Each type of electrofishing unit differs in its application. Backpack electrofishing units are designed for use in wade-able habitat (e.g. smaller streams and wetlands) with low to moderate salinities. Backpack electrofishing units are literally carried on your back, so they can be used wherever you can walk through the stream and in more remote areas. Bank-mounted electrofishing units have a much higher power output and are operated via a generator mounted in a vehicle. They are also used in wade-able habitat and can be applied in moderate to high salinities, however you need to have the supporting vehicle nearby. Boat-mounted electrofishing is used to sample fish from larger sites that are navigable by boat, such as rivers and lakes, and in water depths greater than 0.5 metre. Until recently, boat-electrofishing was limited to fresh water, however German electrofishing manufacturer Hans Grassl and the Arthur Rylah Institute for Environmental Research (ARI) have developed a prototype boat-mounted electrofishing unit that has the capacity to operate in saline environments such as estuaries. The Grassl boat-mounted electrofishing unit is a great innovation which will help fill a significant gap in worldwide fish research by enabling more thorough studies of estuaries.

Fish responses

Fish react variously to electrofishing. Within the electric field, voltage is greatest near the unit’s positive electrode and decreases with distance.
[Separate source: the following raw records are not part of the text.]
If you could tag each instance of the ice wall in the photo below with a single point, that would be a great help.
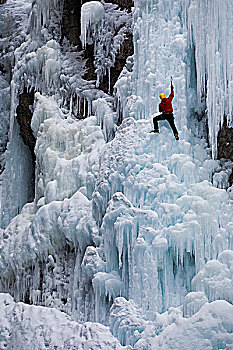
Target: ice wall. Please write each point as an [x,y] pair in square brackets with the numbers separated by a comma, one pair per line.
[118,212]
[210,34]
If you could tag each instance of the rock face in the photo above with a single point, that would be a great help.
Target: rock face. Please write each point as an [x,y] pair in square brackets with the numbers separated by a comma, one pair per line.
[225,145]
[71,30]
[123,4]
[24,116]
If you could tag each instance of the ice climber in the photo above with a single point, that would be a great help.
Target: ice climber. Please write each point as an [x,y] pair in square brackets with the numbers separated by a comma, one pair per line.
[166,112]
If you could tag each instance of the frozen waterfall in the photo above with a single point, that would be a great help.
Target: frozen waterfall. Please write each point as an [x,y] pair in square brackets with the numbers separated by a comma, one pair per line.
[128,240]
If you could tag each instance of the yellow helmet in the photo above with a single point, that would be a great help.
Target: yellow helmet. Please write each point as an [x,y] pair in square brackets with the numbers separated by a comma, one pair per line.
[162,95]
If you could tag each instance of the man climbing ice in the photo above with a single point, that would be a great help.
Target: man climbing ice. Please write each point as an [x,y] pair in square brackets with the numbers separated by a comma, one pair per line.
[165,107]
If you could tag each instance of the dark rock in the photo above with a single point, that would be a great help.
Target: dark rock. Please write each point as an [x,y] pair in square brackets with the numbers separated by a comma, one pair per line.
[225,145]
[24,116]
[71,30]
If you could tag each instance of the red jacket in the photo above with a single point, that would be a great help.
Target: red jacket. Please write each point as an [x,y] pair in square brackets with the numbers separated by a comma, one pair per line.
[165,105]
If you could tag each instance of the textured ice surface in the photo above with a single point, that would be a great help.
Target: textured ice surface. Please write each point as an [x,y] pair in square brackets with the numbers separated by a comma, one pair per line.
[34,327]
[136,217]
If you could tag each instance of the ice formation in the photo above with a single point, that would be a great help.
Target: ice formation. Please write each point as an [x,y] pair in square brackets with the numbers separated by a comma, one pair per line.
[129,229]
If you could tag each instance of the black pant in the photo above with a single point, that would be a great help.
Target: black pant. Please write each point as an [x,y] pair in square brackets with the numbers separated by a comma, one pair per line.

The size of the fish, its distance from the positive electrode, and its’ orientation to the electric field all influence the voltage that a fish is exposed to. At very low levels of voltage exposure, fish exhibit little or no reaction and may just swim away. Higher levels of voltage exposure can inhibit swimming, trigger forced – swimming towards the positive electrode, and/or temporary stunning.  As stunning only lasts for a few seconds, the fish need to be quickly netted and placed into an insulated, holding tank of clean water for recovery, allowing a number of fish to be measured after the electrofishing operation is finished.

The effectiveness of electrofishing is influenced by many environmental, biological and technical factors, such as water depth, salinity and turbidity; the size, biology, behaviour and density of fish; the working environment, weather, gear type, staff experience, etc.
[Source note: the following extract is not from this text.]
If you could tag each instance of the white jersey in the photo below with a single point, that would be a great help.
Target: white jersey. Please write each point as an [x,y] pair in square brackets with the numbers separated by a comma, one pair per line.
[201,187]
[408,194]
Is electrofishing better than netting?

Of all the various tools available to sample fish, electrofishing is the most commonly used. Its main advantages over conventional netting methods are that:

  • Electrofishing allows capture of a range of fish species and sizes
  • Electrofishing can be used in a variety of habitats, whereas netting becomes tangled amongst reeds, logs and other instream habitats
  • Electrofishing is more efficient: it takes less time and less effort
  • Electrofishing is more scientifically ‘rigorous’: it allows a greater standardisation of catch per unit effort
  • If properly used, adverse effects on fish are minimised
  • Unlike netting, electrofishing does not rely on the movement of fish to be effective.

Who uses electrofishing?

The practice of electrofishing is specialised and highly regulated; it can only be undertaken by qualified personnel. There are strict requirements to ensure safe operation. All electrofishing operators must comply with the Australian Code of Electrofishing Practice which includes extensive theory and practical training and exams, first aid qualifications, medical examinations and qualifications for each type of electrofishing unit.  In Victoria, electrofishing is used by researchers within government agencies, universities and private consultancies.